On od pokoleń pewnie tam kosi, oni mieszkają od kilku lat i to z niego chcą zrobić dziwoląga
Stary te wioski koło dużych miast non stop tak mają.. przyjeżdżają debile z miasta, bo wieś, bo spokój, bo cisza, budują się albo koło pola albo niedaleko gospodarstwa i wyobraź sobie, że te cymbały potrafią ciągle po miejskich lub policję dzwonić, ponieważ coś im nie pasuje. Pole ---> kurzy się, gospodarstwo gdzie hodują zwierzęta ---> śmierdzi im lub zwyczajnie po co skoszoną trawę pakować do wora i czekać na śmieciarkę, która odpady zielone zabiera za darmo skoro można wszystko wyj***ć na działkę obok, a jak pole zasiane to potrafią quadem je przeorać.. Durny przykład Skórzewo koło Poznania gdzie do małej niegdyś wioski przyjechała hołota z "Wielkiego Miasta", po prostu szkoda mi trochę tych chłopaków co tam jeszcze jakąś ziemie mają.
P.S.
I żeby nie było, nie wrzucam od razu wszystkich do jednego wora. Trafiają się ludzie naprawdę w porządku.
j***nA DELEWOPERKA.
Wszedzie sie wpie**alaja gdzie od lat z dziada na dziada ziemia byla rolna i raptem wielkie ale sie znalazlo, ze jeden normalny rolnik nie sprzedal sie za srebrniaki, I dobrze tym co tam mieszkaja wiedza, ze dolozyli sie do sp***olenia rolnego gruntu gdzie byly uprawy itd.
Zycze aby kadego roku tam jezdzil a moze nawet o polnocy zbieral.
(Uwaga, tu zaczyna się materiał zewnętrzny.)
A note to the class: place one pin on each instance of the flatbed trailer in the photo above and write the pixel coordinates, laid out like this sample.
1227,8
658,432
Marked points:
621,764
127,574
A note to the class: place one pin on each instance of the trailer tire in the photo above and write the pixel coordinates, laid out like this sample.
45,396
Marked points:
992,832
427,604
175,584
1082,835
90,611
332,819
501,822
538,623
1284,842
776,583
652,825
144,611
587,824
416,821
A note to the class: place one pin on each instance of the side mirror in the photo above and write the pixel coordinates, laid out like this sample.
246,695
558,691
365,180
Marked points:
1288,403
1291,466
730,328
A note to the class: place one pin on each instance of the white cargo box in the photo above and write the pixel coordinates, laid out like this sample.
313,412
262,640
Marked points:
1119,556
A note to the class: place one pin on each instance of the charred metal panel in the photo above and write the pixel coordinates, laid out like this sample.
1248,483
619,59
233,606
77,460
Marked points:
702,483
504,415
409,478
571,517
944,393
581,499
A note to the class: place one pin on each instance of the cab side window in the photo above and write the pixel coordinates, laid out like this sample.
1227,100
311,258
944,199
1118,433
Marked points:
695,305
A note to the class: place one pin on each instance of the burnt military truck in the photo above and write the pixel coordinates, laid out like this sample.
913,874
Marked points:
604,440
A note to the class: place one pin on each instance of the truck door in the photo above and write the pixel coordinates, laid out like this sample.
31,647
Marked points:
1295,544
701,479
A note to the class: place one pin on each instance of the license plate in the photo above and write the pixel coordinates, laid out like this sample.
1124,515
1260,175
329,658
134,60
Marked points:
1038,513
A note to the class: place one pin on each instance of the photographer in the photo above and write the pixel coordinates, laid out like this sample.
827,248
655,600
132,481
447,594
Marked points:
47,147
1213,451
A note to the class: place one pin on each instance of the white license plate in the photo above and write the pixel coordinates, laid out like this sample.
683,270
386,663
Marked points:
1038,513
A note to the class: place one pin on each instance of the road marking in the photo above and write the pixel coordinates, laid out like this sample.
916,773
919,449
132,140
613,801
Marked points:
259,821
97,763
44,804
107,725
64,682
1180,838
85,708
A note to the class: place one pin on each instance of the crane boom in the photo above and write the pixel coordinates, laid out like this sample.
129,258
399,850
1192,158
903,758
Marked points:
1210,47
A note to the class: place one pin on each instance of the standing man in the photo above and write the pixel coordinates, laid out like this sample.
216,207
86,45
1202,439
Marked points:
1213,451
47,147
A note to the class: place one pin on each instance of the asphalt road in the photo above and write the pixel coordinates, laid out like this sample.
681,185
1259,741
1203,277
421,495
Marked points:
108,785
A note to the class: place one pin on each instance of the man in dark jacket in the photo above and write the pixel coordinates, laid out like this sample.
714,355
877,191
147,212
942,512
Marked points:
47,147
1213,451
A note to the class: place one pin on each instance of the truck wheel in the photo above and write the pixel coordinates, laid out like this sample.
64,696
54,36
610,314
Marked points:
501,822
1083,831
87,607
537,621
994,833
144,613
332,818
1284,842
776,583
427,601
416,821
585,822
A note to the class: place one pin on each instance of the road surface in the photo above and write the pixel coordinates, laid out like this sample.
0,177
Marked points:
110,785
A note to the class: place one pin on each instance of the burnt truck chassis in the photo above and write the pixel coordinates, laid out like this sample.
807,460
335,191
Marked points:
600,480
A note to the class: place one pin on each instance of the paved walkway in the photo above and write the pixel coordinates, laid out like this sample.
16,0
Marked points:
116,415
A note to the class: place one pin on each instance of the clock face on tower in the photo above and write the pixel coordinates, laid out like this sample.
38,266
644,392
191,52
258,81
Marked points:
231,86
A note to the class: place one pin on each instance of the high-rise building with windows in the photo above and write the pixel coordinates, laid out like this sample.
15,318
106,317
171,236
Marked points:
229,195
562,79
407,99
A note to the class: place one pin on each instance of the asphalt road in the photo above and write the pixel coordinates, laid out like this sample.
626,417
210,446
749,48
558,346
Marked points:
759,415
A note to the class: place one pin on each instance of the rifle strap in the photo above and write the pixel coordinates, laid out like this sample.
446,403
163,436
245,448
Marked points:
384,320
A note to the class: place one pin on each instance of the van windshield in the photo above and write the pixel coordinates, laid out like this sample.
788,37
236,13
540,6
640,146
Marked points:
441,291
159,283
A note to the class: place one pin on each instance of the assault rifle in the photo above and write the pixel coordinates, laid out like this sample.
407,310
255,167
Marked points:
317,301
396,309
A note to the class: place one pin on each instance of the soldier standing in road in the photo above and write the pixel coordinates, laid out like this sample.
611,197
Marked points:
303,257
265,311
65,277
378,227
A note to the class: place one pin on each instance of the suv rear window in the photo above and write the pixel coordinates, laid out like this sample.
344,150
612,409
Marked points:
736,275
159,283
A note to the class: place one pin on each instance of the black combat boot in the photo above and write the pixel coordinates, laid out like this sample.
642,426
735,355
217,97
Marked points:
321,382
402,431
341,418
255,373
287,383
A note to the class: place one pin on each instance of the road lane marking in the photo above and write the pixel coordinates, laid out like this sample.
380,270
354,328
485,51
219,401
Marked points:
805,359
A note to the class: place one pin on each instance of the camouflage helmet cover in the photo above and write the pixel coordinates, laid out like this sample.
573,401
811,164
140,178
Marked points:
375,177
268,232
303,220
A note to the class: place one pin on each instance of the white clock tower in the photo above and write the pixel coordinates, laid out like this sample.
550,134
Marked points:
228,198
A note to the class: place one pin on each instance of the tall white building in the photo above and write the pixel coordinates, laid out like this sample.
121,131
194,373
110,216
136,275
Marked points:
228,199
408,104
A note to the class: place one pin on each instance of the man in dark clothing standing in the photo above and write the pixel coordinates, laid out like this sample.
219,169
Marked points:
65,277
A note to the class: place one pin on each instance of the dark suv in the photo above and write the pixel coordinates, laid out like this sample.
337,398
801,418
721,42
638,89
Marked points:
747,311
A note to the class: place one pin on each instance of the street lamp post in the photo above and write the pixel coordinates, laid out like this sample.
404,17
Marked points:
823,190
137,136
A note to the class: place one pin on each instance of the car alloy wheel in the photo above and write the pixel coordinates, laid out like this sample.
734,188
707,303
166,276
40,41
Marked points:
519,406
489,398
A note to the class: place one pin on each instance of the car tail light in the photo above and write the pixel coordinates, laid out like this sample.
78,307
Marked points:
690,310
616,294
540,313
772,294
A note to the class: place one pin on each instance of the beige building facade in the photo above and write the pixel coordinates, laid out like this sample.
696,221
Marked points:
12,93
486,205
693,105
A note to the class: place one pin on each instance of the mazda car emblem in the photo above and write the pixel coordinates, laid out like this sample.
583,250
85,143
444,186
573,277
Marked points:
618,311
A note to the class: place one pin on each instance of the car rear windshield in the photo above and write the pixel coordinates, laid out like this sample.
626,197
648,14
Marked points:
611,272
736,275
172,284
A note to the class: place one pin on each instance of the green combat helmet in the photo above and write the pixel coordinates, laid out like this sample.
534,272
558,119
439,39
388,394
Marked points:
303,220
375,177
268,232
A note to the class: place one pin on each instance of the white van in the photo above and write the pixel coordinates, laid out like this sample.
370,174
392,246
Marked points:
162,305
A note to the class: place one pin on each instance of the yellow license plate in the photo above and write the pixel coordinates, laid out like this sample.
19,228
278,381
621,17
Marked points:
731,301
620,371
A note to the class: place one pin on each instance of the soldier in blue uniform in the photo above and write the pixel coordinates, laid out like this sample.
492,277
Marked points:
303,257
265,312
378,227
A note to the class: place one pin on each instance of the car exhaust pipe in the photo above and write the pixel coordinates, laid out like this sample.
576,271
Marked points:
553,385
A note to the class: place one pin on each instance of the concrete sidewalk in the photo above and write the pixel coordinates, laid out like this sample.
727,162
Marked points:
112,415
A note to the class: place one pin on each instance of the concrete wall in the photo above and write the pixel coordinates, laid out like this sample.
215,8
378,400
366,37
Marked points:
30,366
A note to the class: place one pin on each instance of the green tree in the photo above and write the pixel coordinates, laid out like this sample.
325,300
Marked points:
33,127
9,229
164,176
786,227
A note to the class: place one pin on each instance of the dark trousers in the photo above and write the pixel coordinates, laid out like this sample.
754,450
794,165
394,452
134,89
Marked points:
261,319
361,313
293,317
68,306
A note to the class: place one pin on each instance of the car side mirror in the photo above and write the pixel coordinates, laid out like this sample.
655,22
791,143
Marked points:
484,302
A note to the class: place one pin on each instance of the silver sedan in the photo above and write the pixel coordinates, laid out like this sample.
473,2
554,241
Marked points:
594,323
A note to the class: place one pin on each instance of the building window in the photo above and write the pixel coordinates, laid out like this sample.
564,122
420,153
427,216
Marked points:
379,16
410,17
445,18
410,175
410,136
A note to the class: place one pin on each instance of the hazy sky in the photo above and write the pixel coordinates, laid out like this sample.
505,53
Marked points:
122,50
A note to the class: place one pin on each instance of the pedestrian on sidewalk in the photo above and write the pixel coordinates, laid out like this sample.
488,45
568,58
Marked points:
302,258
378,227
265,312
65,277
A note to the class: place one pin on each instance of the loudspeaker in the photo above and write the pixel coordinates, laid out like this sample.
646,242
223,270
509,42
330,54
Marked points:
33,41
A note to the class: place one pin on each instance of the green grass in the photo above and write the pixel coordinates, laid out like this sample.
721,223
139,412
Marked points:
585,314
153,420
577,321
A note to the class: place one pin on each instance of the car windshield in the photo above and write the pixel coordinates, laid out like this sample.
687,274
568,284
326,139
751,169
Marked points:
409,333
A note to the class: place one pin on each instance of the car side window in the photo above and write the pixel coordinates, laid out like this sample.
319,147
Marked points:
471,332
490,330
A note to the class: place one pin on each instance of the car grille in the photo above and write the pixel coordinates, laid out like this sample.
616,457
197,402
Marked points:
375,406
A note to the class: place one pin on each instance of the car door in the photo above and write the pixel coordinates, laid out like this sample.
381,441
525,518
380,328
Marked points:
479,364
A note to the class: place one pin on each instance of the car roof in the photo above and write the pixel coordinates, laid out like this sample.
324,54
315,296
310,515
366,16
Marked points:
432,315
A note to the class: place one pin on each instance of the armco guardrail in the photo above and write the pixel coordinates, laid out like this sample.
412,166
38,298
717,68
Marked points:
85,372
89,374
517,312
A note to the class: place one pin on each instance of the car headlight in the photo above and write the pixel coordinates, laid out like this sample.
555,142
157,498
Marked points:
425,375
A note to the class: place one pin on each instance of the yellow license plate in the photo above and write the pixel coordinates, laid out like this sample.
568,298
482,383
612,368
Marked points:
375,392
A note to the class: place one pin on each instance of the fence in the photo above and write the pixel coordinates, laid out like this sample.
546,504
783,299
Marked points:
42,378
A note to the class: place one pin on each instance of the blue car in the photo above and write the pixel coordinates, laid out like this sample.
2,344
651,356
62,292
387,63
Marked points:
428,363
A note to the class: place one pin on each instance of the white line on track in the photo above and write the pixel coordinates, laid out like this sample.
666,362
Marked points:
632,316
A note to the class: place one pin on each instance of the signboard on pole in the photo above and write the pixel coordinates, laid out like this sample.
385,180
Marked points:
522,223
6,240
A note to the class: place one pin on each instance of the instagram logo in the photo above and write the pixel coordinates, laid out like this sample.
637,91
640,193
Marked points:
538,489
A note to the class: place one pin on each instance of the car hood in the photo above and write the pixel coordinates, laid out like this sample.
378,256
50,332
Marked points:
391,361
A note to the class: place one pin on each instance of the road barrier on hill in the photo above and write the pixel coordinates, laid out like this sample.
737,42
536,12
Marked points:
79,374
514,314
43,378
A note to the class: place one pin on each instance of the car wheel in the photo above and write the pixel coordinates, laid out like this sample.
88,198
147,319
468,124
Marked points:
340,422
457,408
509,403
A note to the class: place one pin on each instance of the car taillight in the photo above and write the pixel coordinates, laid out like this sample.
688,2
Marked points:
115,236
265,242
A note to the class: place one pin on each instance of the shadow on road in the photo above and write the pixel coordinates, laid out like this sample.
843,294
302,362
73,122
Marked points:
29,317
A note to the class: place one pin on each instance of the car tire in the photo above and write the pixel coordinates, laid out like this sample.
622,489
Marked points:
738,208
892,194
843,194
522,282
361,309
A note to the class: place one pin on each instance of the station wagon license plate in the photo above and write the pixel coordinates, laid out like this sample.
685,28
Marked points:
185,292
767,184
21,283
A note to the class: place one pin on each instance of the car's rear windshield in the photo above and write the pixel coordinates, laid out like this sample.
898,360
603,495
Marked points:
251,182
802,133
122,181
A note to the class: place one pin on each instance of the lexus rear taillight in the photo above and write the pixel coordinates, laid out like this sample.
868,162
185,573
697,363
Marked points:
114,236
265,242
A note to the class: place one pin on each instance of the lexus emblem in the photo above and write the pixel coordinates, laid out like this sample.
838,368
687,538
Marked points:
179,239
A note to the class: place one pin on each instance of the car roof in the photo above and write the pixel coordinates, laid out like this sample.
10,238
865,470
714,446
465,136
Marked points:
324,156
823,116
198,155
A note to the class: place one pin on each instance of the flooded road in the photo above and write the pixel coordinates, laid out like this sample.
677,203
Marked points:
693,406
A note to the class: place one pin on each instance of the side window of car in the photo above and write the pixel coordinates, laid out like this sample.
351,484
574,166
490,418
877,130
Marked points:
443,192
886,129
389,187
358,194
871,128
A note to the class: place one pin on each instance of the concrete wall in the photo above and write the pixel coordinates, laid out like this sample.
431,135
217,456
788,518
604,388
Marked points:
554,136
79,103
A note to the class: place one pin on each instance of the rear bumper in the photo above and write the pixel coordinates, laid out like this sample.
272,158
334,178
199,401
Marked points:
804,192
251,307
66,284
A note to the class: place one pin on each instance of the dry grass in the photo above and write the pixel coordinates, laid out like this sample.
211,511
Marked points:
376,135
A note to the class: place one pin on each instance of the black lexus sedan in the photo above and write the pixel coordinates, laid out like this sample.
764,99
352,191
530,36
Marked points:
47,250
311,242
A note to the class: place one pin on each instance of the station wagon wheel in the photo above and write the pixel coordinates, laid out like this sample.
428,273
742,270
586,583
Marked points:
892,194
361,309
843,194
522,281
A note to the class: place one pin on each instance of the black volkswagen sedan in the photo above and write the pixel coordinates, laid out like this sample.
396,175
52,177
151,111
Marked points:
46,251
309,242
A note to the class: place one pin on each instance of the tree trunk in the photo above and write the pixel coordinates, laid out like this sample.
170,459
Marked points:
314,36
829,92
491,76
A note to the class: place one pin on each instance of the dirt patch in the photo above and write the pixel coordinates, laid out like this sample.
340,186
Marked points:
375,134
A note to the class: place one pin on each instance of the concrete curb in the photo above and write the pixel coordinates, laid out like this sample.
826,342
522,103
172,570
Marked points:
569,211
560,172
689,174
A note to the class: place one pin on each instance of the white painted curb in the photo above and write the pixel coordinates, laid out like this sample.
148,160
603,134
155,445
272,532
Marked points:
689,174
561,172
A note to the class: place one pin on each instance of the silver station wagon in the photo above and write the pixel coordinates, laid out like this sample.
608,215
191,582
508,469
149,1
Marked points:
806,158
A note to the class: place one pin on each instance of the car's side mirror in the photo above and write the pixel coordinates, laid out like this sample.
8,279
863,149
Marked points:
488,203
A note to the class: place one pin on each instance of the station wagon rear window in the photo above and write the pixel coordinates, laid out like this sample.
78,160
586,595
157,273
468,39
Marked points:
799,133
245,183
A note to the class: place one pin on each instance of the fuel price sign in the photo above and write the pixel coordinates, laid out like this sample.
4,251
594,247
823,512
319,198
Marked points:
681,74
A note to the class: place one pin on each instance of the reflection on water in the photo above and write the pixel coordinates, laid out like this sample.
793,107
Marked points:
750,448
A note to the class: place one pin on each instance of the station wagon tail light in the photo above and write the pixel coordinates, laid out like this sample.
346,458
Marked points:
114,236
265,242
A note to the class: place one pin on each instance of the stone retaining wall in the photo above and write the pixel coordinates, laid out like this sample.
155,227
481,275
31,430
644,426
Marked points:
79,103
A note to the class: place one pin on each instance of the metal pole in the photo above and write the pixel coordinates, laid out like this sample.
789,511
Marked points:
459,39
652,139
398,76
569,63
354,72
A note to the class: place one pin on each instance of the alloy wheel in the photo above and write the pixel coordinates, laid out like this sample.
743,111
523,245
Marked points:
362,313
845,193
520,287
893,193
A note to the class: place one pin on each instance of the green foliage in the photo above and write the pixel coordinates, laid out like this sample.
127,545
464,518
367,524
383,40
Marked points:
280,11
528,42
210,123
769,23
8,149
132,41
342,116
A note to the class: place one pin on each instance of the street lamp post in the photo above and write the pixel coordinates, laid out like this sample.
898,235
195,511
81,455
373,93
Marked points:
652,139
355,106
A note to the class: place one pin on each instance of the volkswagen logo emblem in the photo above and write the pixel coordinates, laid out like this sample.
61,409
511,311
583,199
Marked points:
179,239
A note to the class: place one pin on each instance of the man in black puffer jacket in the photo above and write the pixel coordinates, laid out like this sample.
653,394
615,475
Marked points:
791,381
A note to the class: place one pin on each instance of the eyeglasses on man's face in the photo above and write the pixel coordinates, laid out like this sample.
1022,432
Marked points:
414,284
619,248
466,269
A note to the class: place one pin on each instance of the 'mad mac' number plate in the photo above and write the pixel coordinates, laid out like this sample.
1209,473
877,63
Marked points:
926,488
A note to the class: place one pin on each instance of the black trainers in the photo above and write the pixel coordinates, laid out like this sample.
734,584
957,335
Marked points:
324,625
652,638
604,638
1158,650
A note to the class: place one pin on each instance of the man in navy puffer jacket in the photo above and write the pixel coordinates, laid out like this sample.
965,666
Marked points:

Miałem mieszkać na tym osiedlu, fajnie spoko, ale w ciągu 2 lat z wiejskiego terenu zrobili osiedle obok niby lasy i pola, ale budują kolejne bloki, budowa w p*zde godzin powyżej normy, zawsze w nocy cement, rozj***li kawałek parku narodowego czy jak to się tam zwie, tam jest gówno i normalna osoba, która ma wynajmować/kupić albo o tym wie albo sprzedaje. Jednak sezon trwa krótko na tak małym polu i przez zime wiosne lato jesień cmoże chwilę zobaczysz kombajn. Sam Zbieram uprawy w winnym kraju i to pare k***a dni z kombajnem czy oraniem. Debile j***ni wielce oburzeni.